Binary search tree, and postorder and preorder traversal Determine the shortest path in Graph

  Ict governance

ICT is defined as the term of Information and communication technologies, it is diverse set of technical tools and resources used by the government agencies to communicate and produce, circulate, store, and manage all information.

  Implementation of memory management

Assignment covers the following eight topics and explore the implementation of memory management, processes and threads.

  Realize business and organizational data storage

Realize business and organizational data storage and fast access times are much more important than they have ever been. Compare and contrast magnetic tapes, magnetic disks, optical discs

  What is the protocol overhead

What are the advantages of using a compiled language over an interpreted one? Under what circumstances would you select to use an interpreted language?
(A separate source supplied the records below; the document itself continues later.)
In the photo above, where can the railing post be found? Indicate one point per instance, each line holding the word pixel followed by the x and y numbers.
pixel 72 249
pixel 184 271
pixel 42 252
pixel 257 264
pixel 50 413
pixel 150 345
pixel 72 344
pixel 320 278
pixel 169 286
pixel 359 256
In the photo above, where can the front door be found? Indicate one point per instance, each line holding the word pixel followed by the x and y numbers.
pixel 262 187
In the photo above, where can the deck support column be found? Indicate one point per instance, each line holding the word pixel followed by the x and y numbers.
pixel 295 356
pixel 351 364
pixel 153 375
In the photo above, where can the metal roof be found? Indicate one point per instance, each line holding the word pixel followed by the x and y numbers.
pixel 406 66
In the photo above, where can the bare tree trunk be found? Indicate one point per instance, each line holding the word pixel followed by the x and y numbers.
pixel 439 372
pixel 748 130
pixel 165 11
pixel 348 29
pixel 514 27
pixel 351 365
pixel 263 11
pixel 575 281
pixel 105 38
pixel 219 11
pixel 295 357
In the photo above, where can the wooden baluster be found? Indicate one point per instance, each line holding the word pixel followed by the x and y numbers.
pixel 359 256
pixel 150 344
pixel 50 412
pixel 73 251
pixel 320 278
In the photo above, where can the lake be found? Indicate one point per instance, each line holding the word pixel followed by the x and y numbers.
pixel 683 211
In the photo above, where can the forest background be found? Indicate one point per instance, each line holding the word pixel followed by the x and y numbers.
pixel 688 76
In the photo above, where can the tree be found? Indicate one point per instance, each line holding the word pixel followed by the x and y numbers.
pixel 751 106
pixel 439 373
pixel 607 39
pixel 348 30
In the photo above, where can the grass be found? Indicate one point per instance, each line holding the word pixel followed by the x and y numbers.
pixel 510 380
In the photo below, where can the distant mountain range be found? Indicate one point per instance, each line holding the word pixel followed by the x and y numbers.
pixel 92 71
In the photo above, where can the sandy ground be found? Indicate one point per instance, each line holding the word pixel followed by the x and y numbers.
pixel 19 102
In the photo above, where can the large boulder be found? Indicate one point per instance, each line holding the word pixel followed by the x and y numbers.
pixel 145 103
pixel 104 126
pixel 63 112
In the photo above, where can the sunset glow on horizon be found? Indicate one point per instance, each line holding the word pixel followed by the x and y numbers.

  Implementation of memory management

Paper describes about memory management. How memory is used in executing programs and its critical support for applications.

  Define open and closed loop control systems

Define open and closed loop cotrol systems.Explain difference between time varying and time invariant control system wth suitable example.

  Prepare a proposal to deploy windows server

Prepare a proposal to deploy Windows Server onto an existing network based on the provided scenario.

  Security policy document project

Analyze security requirements and develop a security policy

  Write a procedure that produces independent stack objects

Write a procedure (make-stack) that produces independent stack objects, using a message-passing style, e.g.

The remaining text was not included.